Uit die berekeningen kwam een mechanisme dat de werking verklaart. De lege vorm van het eiwit heeft helemaal niet de neiging om aspartaat te binden en ook de behoefte om een natrium-ion te binden is heel gering. Maar zodra er toch één natrium-ion aan vast gaat zitten, verandert de structuur en volgt een tweede natrium-ion. Daardoor verandert de structuur nog een keer en dan ontstaat een plek waar aspartaat zich heel erg thuis voelt. “En na de binding van aspartaat ontstaat een bindingsplek voor een derde natrium-ion”, legt Slotboom enthousiast uit.
Binnen- en buitendeur
Als dat derde natrium-ion vastzit aan het transporteiwit, vindt de laatste structuurverandering plaats. “Er gaat als het ware een dekseltje dicht, waarna het eiwit de deur naar buiten dicht doet, terwijl er een deur naar binnen open gaat.” Het derde natrium-ion is zeer zwak gebonden, dus het laat ook gemakkelijk los. Dit zorgt ervoor dat ook het aspartaat loslaat, net als de twee overgebleven natrium-ionen. Alles is nu in de cel gebracht. De binnendeur slaat dan dicht, waardoor de buitendeur opent gaat en het proces opnieuw kan beginnen.

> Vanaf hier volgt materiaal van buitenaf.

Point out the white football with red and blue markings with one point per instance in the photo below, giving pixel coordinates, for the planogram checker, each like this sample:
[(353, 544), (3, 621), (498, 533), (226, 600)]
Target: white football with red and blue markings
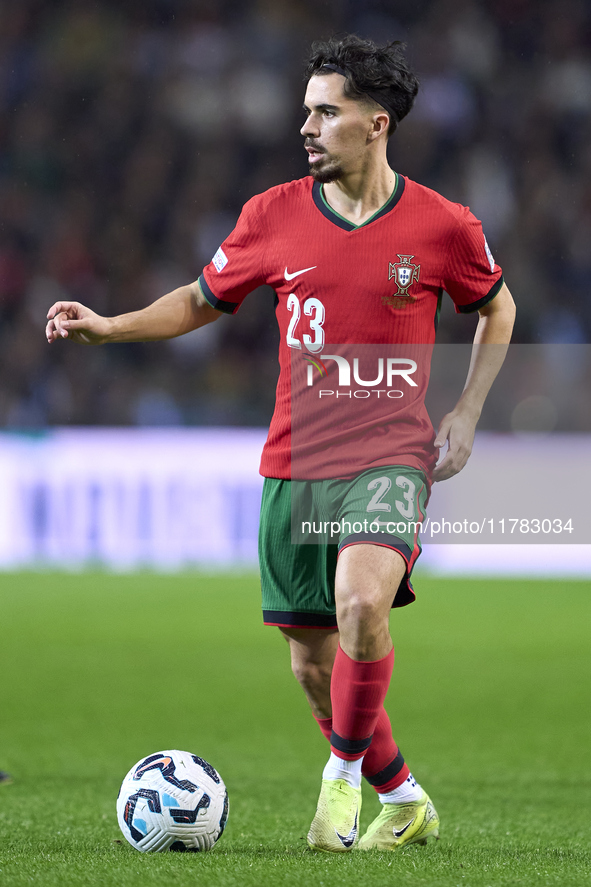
[(172, 800)]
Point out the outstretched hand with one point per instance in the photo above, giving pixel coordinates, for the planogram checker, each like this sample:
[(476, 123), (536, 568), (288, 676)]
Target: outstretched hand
[(458, 429), (71, 320)]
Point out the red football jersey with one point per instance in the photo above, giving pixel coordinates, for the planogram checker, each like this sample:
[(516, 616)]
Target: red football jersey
[(339, 285)]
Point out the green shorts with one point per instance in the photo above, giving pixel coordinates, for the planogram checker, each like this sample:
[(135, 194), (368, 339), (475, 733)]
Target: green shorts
[(305, 524)]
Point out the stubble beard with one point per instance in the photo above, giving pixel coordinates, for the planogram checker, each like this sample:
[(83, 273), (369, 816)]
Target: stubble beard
[(324, 171)]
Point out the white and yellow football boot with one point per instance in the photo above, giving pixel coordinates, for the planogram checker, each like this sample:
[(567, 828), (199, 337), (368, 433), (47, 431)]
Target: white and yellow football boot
[(401, 824), (335, 828)]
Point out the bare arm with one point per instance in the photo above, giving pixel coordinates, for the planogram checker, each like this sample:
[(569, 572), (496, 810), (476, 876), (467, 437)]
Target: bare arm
[(491, 341), (178, 312)]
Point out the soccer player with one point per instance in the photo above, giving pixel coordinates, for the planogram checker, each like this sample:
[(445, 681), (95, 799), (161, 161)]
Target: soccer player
[(358, 255)]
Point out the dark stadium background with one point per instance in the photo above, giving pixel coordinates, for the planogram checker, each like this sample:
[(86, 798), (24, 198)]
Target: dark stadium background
[(132, 133)]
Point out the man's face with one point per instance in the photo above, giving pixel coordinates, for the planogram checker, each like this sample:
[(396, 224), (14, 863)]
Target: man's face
[(336, 129)]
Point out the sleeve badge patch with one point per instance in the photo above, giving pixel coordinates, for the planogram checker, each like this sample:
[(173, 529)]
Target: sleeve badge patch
[(220, 260)]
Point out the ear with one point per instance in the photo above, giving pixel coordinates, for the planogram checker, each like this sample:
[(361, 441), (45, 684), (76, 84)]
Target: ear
[(380, 122)]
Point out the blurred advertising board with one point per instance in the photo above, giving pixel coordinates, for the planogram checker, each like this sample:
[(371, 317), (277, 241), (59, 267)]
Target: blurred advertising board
[(170, 499)]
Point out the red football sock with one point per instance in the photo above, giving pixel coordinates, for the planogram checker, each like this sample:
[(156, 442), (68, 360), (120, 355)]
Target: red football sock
[(325, 725), (357, 692), (383, 764)]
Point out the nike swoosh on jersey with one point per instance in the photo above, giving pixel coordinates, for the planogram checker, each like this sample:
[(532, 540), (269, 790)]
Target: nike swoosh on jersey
[(399, 832), (289, 276), (350, 839)]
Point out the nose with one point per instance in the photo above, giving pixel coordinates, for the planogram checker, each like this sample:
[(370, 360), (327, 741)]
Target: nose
[(310, 127)]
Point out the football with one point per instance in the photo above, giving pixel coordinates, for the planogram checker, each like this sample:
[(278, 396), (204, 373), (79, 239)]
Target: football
[(172, 800)]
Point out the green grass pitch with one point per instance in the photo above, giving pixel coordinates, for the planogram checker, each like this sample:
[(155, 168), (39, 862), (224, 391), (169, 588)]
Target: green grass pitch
[(488, 702)]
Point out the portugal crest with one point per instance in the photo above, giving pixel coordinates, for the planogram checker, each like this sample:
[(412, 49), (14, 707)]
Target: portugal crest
[(404, 273)]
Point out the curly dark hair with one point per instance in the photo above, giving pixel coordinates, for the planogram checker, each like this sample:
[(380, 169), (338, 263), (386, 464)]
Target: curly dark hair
[(373, 73)]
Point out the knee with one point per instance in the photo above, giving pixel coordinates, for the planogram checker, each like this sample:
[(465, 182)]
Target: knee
[(360, 608), (311, 675)]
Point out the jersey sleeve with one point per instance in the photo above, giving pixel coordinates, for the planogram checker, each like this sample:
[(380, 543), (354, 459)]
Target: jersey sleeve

Het is een elegant systeem, vindt Slotboom: “Alle stappen zijn nodig voor transport, aspartaat kan pas binden als er twee natrium-ionen aan het eiwit zitten, maar voor het daadwerkelijke transport is het derde ion nodig dat de deur dicht doet. En de zwakke binding van dat derde ion zorgt voor het loslaten van de lading.” Transporteiwitten komen voor in allerlei verschillende cellen en zijn uiterst belangrijk. Nauwkeurige kennis van het werkingsmechanisme kan dus helpen om bijvoorbeeld een cruciaal transport in schadelijke bacteriën plat te leggen.